Hello, I'm new to this forum, hope I'm doing this right. 
I have a power washer about 10 years old, Honda 5 hp, Premium Residential,
160cm3 s/n OCAHA - 1600285 DHAF, that's all the numbers I could find.
OK, It will only start & run with starter fluid. Each year I drain the gas & it starts right up the next year until now - yes, I put fresh gas in it. I removed the carb, cleaned it, it was not dirty, blew it out with 25 psi air & put a little air thru what looks like a crankcase vacuum fuel pump. Got it all back together & made NO PROGRESS !!! still starts with starter fluid, but won't continue for more than 30 to 40 seconds - even with the choke on. Now what ???
Thanks
I took another look at the s/n it starts with "G" not "O"

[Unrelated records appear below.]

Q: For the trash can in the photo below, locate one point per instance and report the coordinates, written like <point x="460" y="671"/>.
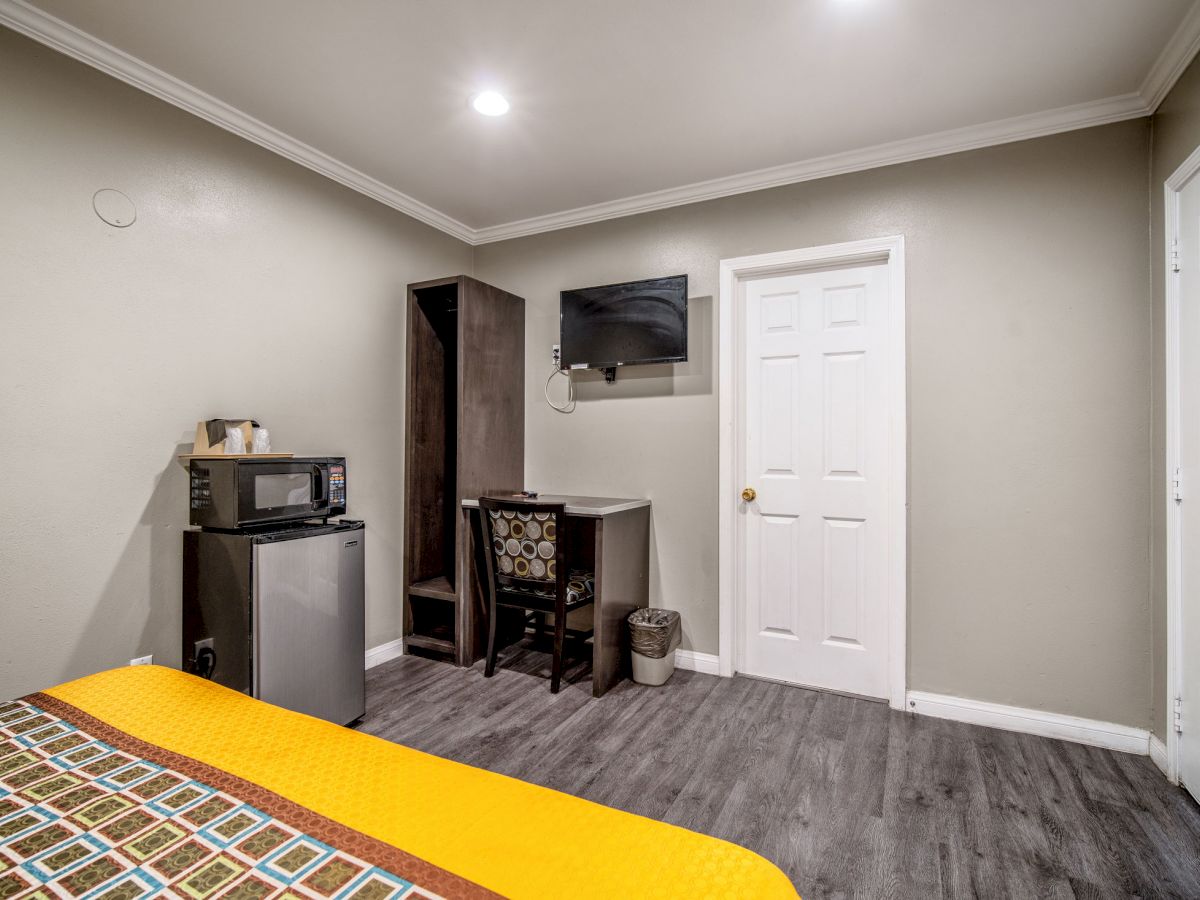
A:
<point x="654" y="635"/>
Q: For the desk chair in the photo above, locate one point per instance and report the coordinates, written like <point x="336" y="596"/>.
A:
<point x="528" y="570"/>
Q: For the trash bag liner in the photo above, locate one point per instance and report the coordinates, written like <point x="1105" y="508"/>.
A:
<point x="654" y="633"/>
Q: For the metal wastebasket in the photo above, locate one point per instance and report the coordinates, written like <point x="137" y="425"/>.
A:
<point x="654" y="635"/>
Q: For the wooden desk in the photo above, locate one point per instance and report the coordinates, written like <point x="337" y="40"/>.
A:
<point x="615" y="537"/>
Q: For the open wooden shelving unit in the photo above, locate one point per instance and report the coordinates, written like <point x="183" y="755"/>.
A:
<point x="465" y="437"/>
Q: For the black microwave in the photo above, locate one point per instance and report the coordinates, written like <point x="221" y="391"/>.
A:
<point x="246" y="492"/>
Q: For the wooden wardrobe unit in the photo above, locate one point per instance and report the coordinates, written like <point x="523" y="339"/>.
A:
<point x="465" y="437"/>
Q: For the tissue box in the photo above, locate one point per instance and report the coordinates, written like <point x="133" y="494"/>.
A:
<point x="210" y="435"/>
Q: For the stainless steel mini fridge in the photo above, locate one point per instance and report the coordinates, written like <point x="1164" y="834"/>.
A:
<point x="279" y="615"/>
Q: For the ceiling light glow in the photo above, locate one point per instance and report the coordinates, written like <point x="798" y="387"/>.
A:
<point x="490" y="103"/>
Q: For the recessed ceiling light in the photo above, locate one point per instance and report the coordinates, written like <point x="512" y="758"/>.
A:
<point x="490" y="103"/>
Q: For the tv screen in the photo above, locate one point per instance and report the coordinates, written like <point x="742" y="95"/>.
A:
<point x="624" y="324"/>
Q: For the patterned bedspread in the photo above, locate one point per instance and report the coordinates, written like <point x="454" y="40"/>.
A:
<point x="145" y="780"/>
<point x="88" y="810"/>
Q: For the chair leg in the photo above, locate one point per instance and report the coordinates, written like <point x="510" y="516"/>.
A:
<point x="490" y="666"/>
<point x="556" y="672"/>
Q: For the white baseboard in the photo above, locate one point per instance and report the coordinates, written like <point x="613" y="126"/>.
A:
<point x="1158" y="754"/>
<point x="1032" y="721"/>
<point x="384" y="652"/>
<point x="693" y="661"/>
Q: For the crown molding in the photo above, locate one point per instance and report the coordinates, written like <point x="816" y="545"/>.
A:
<point x="66" y="39"/>
<point x="1083" y="115"/>
<point x="59" y="35"/>
<point x="1175" y="58"/>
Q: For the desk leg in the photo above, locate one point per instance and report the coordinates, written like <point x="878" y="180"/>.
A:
<point x="471" y="616"/>
<point x="622" y="585"/>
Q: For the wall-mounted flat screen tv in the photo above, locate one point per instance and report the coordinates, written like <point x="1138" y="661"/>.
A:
<point x="628" y="324"/>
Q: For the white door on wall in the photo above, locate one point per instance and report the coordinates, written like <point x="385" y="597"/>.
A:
<point x="814" y="447"/>
<point x="1189" y="472"/>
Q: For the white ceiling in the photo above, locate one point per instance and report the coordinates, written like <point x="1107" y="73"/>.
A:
<point x="660" y="101"/>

OK YOU GUYS GET READY FOR A GOOD LAUGH !!!!
I considered re-registering under a new name, BUT, I just had to share this.
After posting, I went out to take it all apart again, 'cause all it can be is a fuel problem. HAHAHAHAH that is EXACTLY what it was - a fuel problem - I put DIESEL FUEL in the tank instead of GASOLINE !!! 
The first time, I worked around removing the GAS tank & it was a pain. This time I decided to drain the tank - the rest is history !!!
My pressure washer runs just fine with gasoline in the tank.
Now don't beat me up too hard !!!

Thanks, TAEZZAR


----------



## 30yearTech (Sep 14, 2006)

TAEZZAR said:


> Hello, I'm new to this forum, hope I'm doing this right.
> I have a power washer about 10 years old, Honda 5 hp, Premium Residential,
> 160cm3 s/n OCAHA - 1600285 DHAF, that's all the numbers I could find.
> OK, It will only start & run with starter fluid. Each year I drain the gas & it starts right up the next year until now - yes, I put fresh gas in it. I removed the carb, cleaned it, it was not dirty, blew it out with 25 psi air & put a little air thru what looks like a crankcase vacuum fuel pump. Got it all back together & made NO PROGRESS !!! still starts with starter fluid, but won't continue for more than 30 to 40 seconds - even with the choke on. Now what ???
> ...


LOL, while I personally have never done this ( I don't own any diesel equipment) I can't count the number of times I have worked on equipment with this problem, your not alone, it happens quite often. :thumbsup:


----------



## TAEZZAR (Jun 6, 2010)

LOL, yeah, I'm about 50/50, diesel/gasoline with my toys & equipment. 
Man, ya shoulda seen the smoke !!!! 
Hopefully I have learned to pay attention to the fuel containers.
Thanks, Taezzar


----------